Don’t avoid your emotions. Instead, identify and validate them.
Give yourself compassion. Notice if you are being hard on yourself or blaming yourself, and instead, be compassionate to your suffering. Watch those cognitive distortions! If you’re not sure what those are, check out my blog on the subject. Remind yourself that emotions are temporary (even though they may feel like they could last forever).
Your favorite foods can be eaten all year. Remember your hunger and fullness cues, that you can have all the food all the time, all year forever and ever (unless you are food insecure, then this does not pertain to you). What if you told yourself I can eat this favorite [insert favorite holiday food here] every meal, 365 days a year? Would you scarf it down until you felt sick? Probably not. You would mindfully eat it and stop when you are full. Notice my 5-year-old in this picture. I’m showing you a chocolate cake here (he loves chocolate) that he is finished with. I don’t give him limits on sweet foods. He stopped because he felt his body signals, not because of an outside rule. He easily stopped. What if I told you that can be intrinsically amplified in you? It was always there – it’s been beaten down by food rules.
Good deeds. The act of volunteering can provide a great source of comfort. By helping people and/or animals who need support, you can also feel less lonely or isolated and more connected to your community and the Earth. You can find out if there is a safe way to volunteer in your community – here are some resources for ideas:
Talking about suicide: Death by suicide is a more sensitive way of explaining when someone takes their life versus the word “suicidal.” Sort of like calling someone a “diabetic”. You are not your disease; you are a person with the disease. Normalize the word suicide, and saying this word out loud around any age is not a risk factor for suicide.

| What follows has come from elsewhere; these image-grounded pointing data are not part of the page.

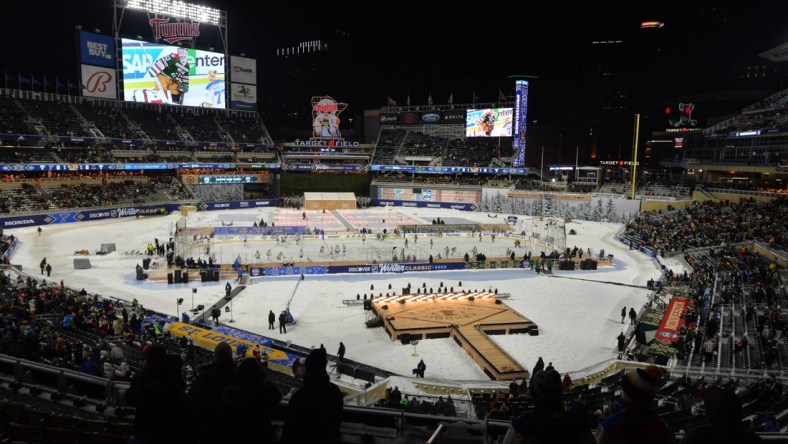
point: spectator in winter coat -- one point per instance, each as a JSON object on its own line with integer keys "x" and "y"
{"x": 723, "y": 421}
{"x": 314, "y": 413}
{"x": 548, "y": 422}
{"x": 635, "y": 421}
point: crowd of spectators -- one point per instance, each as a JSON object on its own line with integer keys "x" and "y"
{"x": 711, "y": 223}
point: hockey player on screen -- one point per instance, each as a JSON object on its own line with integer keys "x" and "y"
{"x": 214, "y": 91}
{"x": 171, "y": 75}
{"x": 487, "y": 121}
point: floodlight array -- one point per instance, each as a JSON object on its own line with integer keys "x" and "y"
{"x": 175, "y": 8}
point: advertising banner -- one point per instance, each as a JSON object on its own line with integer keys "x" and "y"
{"x": 431, "y": 117}
{"x": 520, "y": 122}
{"x": 211, "y": 206}
{"x": 449, "y": 169}
{"x": 88, "y": 215}
{"x": 172, "y": 75}
{"x": 243, "y": 97}
{"x": 389, "y": 118}
{"x": 353, "y": 269}
{"x": 258, "y": 231}
{"x": 99, "y": 82}
{"x": 669, "y": 329}
{"x": 97, "y": 50}
{"x": 243, "y": 70}
{"x": 325, "y": 117}
{"x": 409, "y": 118}
{"x": 454, "y": 116}
{"x": 409, "y": 203}
{"x": 326, "y": 167}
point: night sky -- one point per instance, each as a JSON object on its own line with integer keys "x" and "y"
{"x": 412, "y": 48}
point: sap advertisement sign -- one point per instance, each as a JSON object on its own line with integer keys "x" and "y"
{"x": 97, "y": 50}
{"x": 172, "y": 75}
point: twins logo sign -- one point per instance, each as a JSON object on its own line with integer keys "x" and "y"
{"x": 98, "y": 82}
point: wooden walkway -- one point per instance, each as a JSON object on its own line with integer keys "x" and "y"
{"x": 468, "y": 318}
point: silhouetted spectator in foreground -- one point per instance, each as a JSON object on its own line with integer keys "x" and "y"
{"x": 548, "y": 422}
{"x": 314, "y": 413}
{"x": 723, "y": 421}
{"x": 160, "y": 379}
{"x": 205, "y": 394}
{"x": 250, "y": 400}
{"x": 635, "y": 421}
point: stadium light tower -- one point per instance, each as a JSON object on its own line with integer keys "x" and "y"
{"x": 520, "y": 117}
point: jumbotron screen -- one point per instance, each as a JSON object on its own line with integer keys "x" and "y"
{"x": 490, "y": 122}
{"x": 172, "y": 75}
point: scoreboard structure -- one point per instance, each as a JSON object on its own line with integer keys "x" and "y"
{"x": 172, "y": 60}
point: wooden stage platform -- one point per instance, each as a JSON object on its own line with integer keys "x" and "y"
{"x": 468, "y": 318}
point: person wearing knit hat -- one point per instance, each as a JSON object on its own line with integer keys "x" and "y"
{"x": 636, "y": 421}
{"x": 723, "y": 420}
{"x": 548, "y": 422}
{"x": 640, "y": 385}
{"x": 314, "y": 412}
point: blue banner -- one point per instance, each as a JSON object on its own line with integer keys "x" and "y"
{"x": 212, "y": 206}
{"x": 396, "y": 268}
{"x": 20, "y": 137}
{"x": 257, "y": 231}
{"x": 129, "y": 166}
{"x": 449, "y": 170}
{"x": 97, "y": 49}
{"x": 288, "y": 270}
{"x": 355, "y": 269}
{"x": 325, "y": 167}
{"x": 419, "y": 204}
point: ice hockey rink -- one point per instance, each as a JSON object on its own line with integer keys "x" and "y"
{"x": 578, "y": 312}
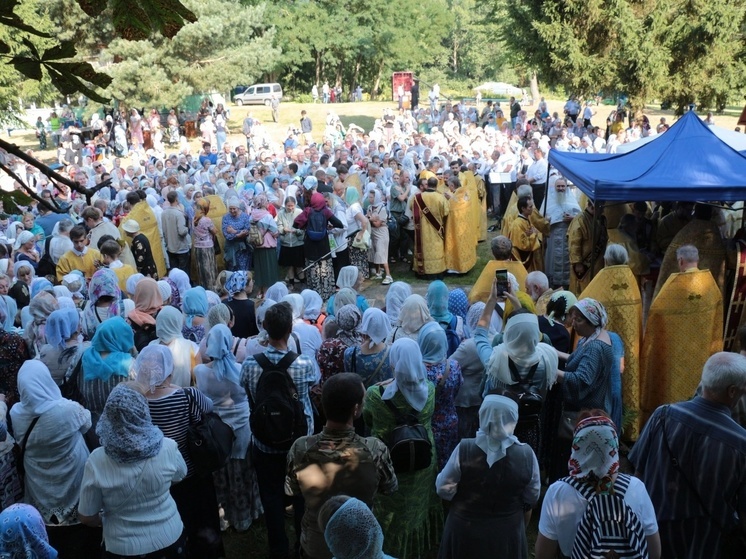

Find support. Whether it’s with friends, family, a counselor, or a support group, airing out and talking can be lifesaving.
Consider attending a free support group provided by your local NAMI California affiliate. If you or someone you love is experiencing a crisis, you can call the National Suicide Prevention Line at 1-800-273-8255; use the Crisis Text Line by texting NAMI to 741-741 to connect with a trained crisis counselor for free, 24/7 crisis support via text message; or call the NAMI Helpline at 1-800-950-NAMI (6264) M–F, 7 a.m.–3 p.m. PT for free mental health info, referrals, and support.
Keep up or seek therapy. If you’re feeling overwhelmed, it may be time to share with your mental health professional. They can help you pinpoint specific events that trigger you and help you create an action plan to change them. If you’re already seeing a therapist, keep it up.
I hope this list will provide armor for the holiday season and every day thereafter. This is not an exhaustive list, of course, just some topic areas I think are important.